Einmal ein Lokal haben, das ist für viele ein Traum, dem sie in stieren Bürostunden nachhängen. Dass Gastronomie jene Branche ist, die eine der höchsten Insolvenzraten überhaupt aufweist, könnte schon auch damit zu tun haben, dass viele dem Traum nicht widerstehen können: Ein Restaurant erfolgreich zu etablieren und zu führen ist hochqualifizierte Arbeit. Von Natur aus Wirt sind halt nur die wenigsten.

Ob Philipp Zotter dazugehört, wird sich weisen, den Start aber hat der junge Mann mit beachtlicher Instinktsicherheit hingelegt: Sein vor sechs Wochen eröffnetes Thai-Restaurant Pumpui (lässt sich charmant als "mollig" übersetzen) ist Abend für Abend ausgebucht, obwohl der Standort mit bestem Willen nicht als Frequenzlage bezeichnet werden kann: Die Ecke Obere Weißgerberstraße und Löwengasse ist eine der stillsten des dritten Bezirks, die Öffi-Anbindung jenseitig, Vorgänger waren mit erschreckender Regelmäßigkeit von bescheidenem Erfolg gekrönt. Dabei ist der Platz richtig beschaulich und der Schanigarten von einem Baum beschattet.
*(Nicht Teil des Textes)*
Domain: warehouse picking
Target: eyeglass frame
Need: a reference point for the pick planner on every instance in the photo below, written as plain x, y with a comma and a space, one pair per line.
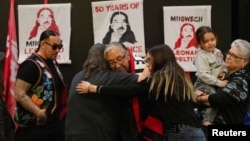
117, 60
233, 55
54, 46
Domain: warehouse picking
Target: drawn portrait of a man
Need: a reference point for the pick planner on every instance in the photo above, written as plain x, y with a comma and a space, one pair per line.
187, 37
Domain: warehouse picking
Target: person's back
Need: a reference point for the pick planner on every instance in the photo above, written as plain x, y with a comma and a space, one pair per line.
95, 117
Oh wie schön: Ein stiller Platz am Weißgerber in Wien-Landstraße hat jetzt ein wunderbar entspannt geführtes Thai-Restaurant.
Foto: Gerhard Wasserbauer

Zotter war zuvor 14 Jahre auf Montage in der Welt unterwegs, richtig hackeln hat der Mann gelernt. Dass seine Frau Marion in der größten Werbeagentur des Landes Karriere gemacht hat und sich mit Kommunikation und Positionierung auskennen sollte, wird auch nicht schaden. Und dass mit Andreas Pust von der zu Recht legendären (und außerordentlich schicken) Krypt-Bar als Freund bei der gelungenen, mit Streetfood-Akzenten spielenden Gestaltung des Lokals zur Seite gestanden ist, ebenso wenig.

Wild, würzig

Entscheidend aber dürfte wohl ein familiärer Konnex gewesen sein: Der beste Freund von Zotters Vater ist mit Nitnoy Cekar verheiratet. Und die war lange Köchin in einem der besten Thais der Stadt, dem Mamamon in der Josefstadt. "Ich wollte einfach unbedingt ein Lokal aufmachen", sagt Zotter. "Dass es ein Thai wird, stand in dem Moment fest, als Nitnoy uns eröffnet hat, dass sie sich verändern möchte."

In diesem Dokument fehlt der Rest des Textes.